Cold Brew

When photographers discuss tools of the trade, the conversation usually focuses on lenses and cameras. But there’s another important accessory in my bag of tricks: coffee. It’s a luxury that I can always afford.

Like most independents, the artist’s journey is a route than traverses both hills and valleys. Good months are celebrated with a few extra indulgences. Leaner times require more discipline.

There is, however, one constant during the entire ride. A bag of ground French Roast costs $7. That’s a week’s worth of enjoyment that’s absolutely independent of good times or bad.

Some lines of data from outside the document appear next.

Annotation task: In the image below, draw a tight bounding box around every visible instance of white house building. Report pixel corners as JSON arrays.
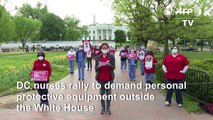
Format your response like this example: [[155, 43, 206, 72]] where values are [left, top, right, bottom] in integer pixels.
[[82, 16, 128, 41]]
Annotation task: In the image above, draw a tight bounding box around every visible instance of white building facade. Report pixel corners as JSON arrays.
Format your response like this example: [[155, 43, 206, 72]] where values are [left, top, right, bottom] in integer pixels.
[[82, 24, 128, 41]]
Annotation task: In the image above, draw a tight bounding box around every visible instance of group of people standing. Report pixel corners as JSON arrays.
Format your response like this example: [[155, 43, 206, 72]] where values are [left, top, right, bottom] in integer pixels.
[[119, 47, 157, 83], [31, 43, 189, 114]]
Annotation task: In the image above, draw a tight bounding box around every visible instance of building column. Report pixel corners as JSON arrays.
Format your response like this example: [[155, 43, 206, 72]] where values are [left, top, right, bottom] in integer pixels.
[[106, 29, 109, 40], [101, 29, 104, 40]]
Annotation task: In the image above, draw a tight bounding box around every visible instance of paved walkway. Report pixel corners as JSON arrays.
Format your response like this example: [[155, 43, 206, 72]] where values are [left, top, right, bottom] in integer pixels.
[[0, 51, 213, 120]]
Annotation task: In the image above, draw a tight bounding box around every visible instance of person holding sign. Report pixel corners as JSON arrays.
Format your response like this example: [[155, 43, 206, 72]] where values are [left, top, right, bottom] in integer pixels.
[[119, 48, 128, 71], [128, 49, 137, 81], [95, 43, 115, 114], [144, 51, 158, 84], [76, 45, 85, 80], [109, 46, 115, 55], [162, 46, 189, 107], [86, 51, 92, 71], [67, 48, 76, 74], [31, 52, 52, 105]]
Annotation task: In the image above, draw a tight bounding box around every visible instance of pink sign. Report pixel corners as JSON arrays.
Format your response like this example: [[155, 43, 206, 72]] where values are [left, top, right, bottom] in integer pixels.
[[67, 54, 75, 60], [95, 50, 99, 55], [31, 70, 48, 81], [129, 54, 137, 59], [121, 52, 127, 57]]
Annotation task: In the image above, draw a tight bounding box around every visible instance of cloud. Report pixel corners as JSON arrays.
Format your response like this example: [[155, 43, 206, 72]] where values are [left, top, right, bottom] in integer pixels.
[[6, 0, 113, 25]]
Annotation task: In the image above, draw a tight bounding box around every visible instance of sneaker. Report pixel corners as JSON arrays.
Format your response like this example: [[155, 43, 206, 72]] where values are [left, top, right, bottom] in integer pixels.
[[101, 109, 106, 114], [165, 101, 170, 106], [178, 104, 183, 108]]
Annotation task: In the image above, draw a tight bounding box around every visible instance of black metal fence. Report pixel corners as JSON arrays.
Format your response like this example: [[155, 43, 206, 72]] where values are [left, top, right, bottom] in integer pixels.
[[184, 68, 213, 114]]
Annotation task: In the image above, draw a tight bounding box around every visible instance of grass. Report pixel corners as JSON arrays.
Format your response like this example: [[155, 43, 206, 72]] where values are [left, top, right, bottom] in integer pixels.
[[155, 52, 213, 112], [0, 52, 76, 95]]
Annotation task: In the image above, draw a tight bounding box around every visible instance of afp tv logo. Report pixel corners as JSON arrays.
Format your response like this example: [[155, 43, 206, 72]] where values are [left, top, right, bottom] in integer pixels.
[[175, 8, 194, 26]]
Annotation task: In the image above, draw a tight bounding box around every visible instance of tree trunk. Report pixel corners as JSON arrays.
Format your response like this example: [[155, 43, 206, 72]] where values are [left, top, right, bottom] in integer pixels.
[[163, 38, 169, 58], [200, 45, 203, 52]]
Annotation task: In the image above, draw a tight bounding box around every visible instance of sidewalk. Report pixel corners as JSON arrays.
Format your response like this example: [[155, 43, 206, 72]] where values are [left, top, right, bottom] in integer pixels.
[[0, 51, 213, 120]]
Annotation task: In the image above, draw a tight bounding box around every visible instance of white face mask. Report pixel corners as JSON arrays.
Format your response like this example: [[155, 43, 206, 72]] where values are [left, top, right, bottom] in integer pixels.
[[38, 56, 44, 60], [101, 50, 109, 54]]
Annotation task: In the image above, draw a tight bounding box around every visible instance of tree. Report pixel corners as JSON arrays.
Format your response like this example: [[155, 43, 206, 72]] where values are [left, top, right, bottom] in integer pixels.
[[65, 28, 82, 41], [40, 13, 65, 40], [113, 0, 213, 56], [80, 25, 89, 40], [0, 6, 15, 42], [13, 16, 42, 50], [114, 30, 126, 45], [64, 16, 83, 40]]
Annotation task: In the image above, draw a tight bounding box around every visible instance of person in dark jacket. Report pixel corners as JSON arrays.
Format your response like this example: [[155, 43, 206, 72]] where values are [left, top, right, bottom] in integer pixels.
[[31, 52, 52, 105], [95, 43, 115, 114], [76, 45, 85, 80]]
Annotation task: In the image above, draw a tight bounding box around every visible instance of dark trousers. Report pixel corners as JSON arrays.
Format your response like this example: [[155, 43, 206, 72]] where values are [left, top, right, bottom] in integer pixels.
[[166, 80, 183, 104], [87, 58, 92, 69], [37, 83, 49, 105], [98, 81, 112, 110]]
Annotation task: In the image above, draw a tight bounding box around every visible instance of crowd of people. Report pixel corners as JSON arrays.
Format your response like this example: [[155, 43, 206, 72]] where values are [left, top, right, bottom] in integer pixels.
[[31, 43, 189, 114]]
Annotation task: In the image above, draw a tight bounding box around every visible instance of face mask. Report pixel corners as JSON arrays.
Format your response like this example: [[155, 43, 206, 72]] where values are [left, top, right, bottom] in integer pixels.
[[38, 56, 44, 60], [172, 49, 178, 54], [101, 50, 109, 54]]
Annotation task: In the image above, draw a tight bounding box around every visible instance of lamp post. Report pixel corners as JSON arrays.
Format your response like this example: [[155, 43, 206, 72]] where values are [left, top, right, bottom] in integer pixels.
[[59, 34, 62, 41]]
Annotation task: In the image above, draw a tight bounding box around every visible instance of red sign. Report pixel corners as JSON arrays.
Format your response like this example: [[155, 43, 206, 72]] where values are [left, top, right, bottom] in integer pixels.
[[31, 70, 48, 81], [121, 52, 127, 57]]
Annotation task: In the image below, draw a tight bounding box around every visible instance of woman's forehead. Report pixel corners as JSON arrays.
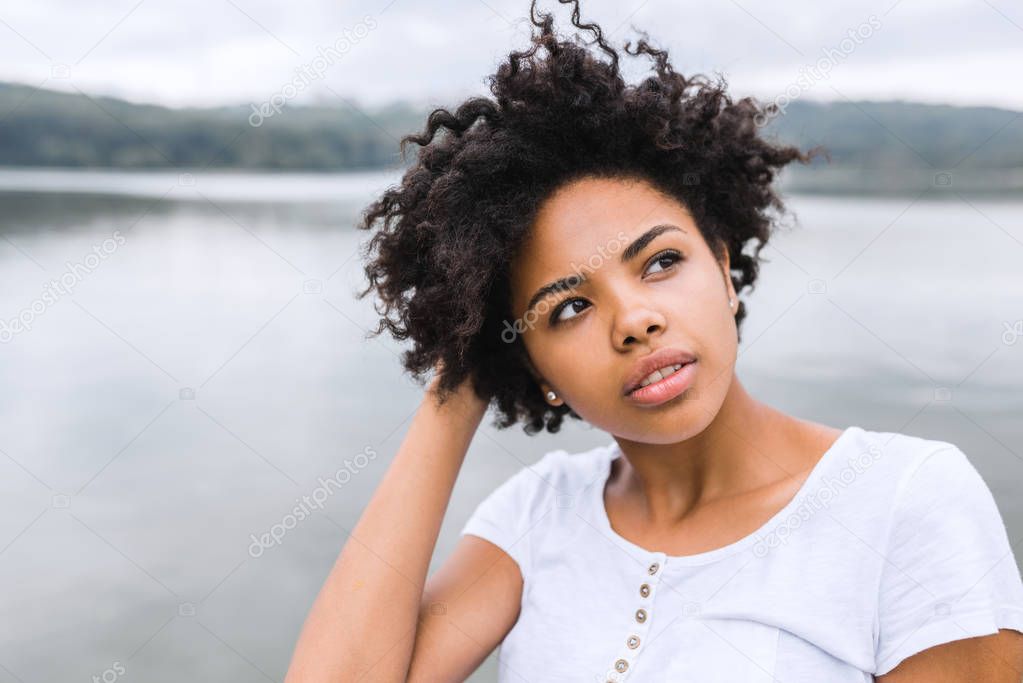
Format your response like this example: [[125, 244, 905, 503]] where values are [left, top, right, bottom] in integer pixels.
[[518, 178, 697, 275]]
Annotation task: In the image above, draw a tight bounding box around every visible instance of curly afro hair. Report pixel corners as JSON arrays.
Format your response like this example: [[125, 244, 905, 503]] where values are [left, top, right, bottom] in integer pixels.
[[358, 0, 816, 435]]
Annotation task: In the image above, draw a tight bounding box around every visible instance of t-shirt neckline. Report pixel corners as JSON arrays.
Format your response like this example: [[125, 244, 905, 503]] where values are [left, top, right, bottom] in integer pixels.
[[589, 425, 861, 565]]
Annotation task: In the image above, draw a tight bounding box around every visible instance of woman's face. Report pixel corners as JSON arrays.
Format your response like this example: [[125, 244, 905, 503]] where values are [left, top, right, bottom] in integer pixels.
[[506, 177, 738, 444]]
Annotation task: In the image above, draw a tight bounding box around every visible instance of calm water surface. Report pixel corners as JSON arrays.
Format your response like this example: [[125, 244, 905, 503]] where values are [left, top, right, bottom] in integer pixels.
[[0, 170, 1023, 683]]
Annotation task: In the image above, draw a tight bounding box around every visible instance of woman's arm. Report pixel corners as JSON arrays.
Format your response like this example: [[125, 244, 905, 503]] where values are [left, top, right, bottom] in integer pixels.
[[285, 372, 487, 683], [877, 629, 1023, 683]]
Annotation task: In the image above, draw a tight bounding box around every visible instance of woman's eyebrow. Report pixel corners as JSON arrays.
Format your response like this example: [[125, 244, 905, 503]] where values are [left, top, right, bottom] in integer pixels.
[[526, 223, 685, 312]]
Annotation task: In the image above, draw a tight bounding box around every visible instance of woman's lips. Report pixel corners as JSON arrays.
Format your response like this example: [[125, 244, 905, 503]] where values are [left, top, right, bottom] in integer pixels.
[[625, 361, 697, 406]]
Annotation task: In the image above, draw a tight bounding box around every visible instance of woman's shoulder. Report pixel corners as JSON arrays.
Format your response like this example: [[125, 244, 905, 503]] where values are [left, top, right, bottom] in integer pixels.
[[826, 426, 984, 498], [460, 444, 611, 578]]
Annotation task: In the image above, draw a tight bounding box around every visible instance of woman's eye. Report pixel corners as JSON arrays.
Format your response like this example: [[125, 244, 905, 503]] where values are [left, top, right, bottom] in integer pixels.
[[550, 299, 587, 325], [647, 252, 682, 272], [550, 249, 682, 325]]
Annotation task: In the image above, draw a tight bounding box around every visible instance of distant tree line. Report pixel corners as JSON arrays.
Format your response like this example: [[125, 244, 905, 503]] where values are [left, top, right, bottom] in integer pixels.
[[0, 83, 1023, 171]]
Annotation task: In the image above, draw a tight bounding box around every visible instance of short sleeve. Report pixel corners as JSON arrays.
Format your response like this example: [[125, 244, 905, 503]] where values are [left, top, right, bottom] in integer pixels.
[[874, 443, 1023, 676], [459, 450, 565, 581]]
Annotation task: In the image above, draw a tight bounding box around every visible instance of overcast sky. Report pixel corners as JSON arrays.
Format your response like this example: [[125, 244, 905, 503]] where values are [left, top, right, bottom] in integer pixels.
[[0, 0, 1023, 109]]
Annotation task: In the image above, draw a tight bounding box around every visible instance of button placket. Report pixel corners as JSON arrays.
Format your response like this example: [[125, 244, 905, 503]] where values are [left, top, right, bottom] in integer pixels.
[[607, 553, 665, 683]]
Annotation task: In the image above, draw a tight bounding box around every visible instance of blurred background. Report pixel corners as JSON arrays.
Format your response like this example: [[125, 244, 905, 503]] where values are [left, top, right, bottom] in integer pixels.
[[0, 0, 1023, 683]]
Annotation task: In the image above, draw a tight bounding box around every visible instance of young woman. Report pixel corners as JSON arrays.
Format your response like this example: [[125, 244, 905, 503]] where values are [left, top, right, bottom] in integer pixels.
[[287, 0, 1023, 683]]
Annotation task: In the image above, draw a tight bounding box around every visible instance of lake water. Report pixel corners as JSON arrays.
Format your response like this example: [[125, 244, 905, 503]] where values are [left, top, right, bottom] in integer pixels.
[[0, 170, 1023, 683]]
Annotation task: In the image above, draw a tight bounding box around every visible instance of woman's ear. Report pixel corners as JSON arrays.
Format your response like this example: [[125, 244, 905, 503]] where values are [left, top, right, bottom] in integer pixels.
[[714, 237, 736, 299]]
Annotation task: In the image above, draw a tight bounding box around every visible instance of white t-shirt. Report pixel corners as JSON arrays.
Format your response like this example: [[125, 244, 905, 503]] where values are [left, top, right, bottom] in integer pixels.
[[461, 426, 1023, 683]]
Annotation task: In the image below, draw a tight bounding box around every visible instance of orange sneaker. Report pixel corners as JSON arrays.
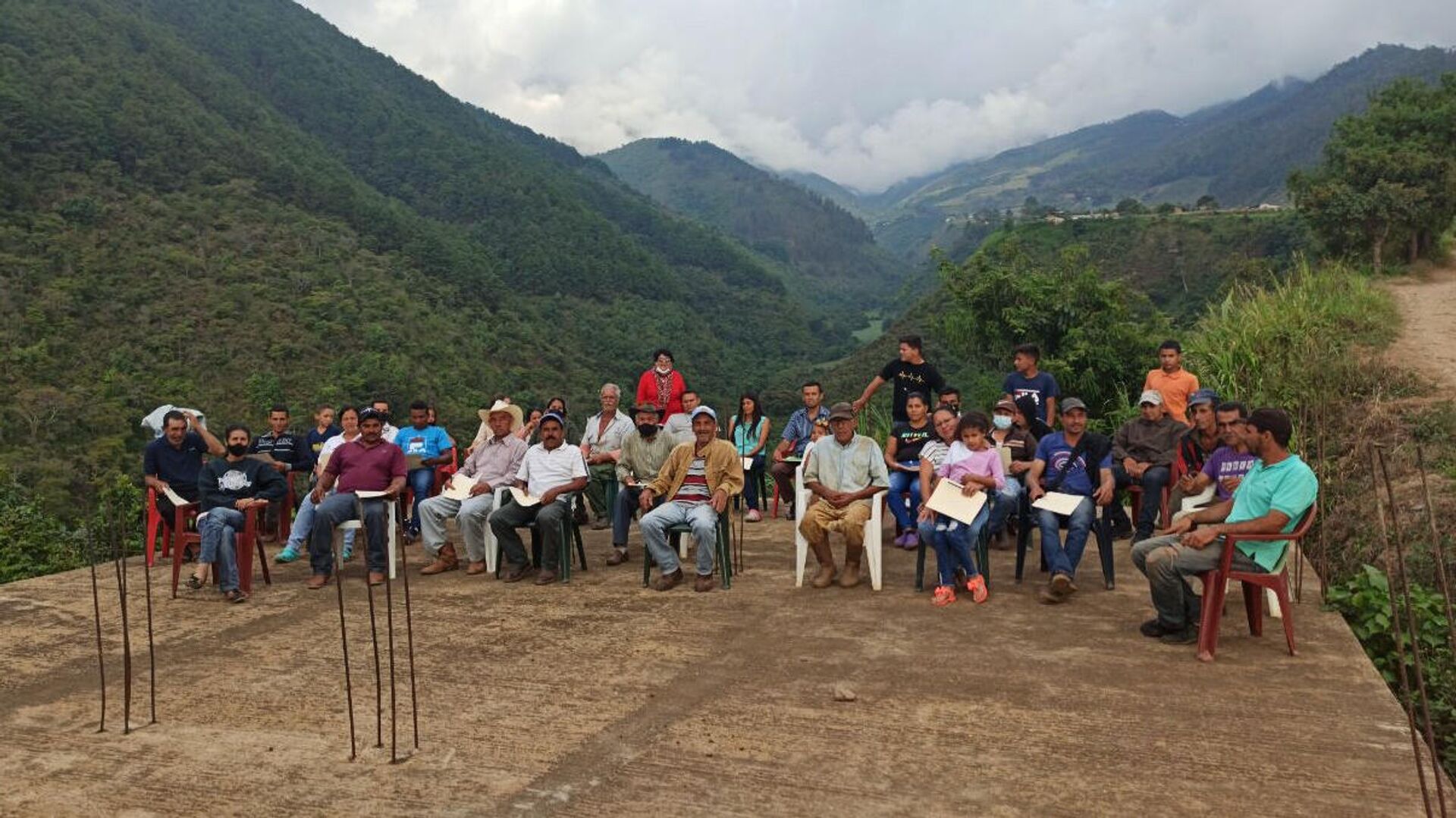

Mornings begin with a hot, aromatic cup slightly sweetened from the drip machine. A few hours later, I prepare a pour over with a single-cup filter. Then, when I want an afternoon pick-me-up, I reach for a jar of cold brew that I have squirreled away in the fridge.


Most coffee drinkers are familiar with electric pots and paper filters. But I’ve noticed that many have not experienced the joys of cold brew. It’s a smooth and mellow delight that provides plenty of kick.

I make mine in an everyday Bodum French Press that’s essentially a glass beaker with a fine-mesh screen and a plunger. In the late afternoon, I put 5 scoops of medium ground French Roast in the bottom, slowly add cold water to soak all of the grounds, then let the mixture mingle in the fridge for 15 hours.

The next morning, I “press” the grounds to the bottom of the container, then pour the filtered coffee into jars for consumption as needed in the waning hours of the day.

If you like coffee, but haven’t experienced homemade cold brew, I highly recommend it.

Artists are fueled by many things, and for me at least, this is one of the most important.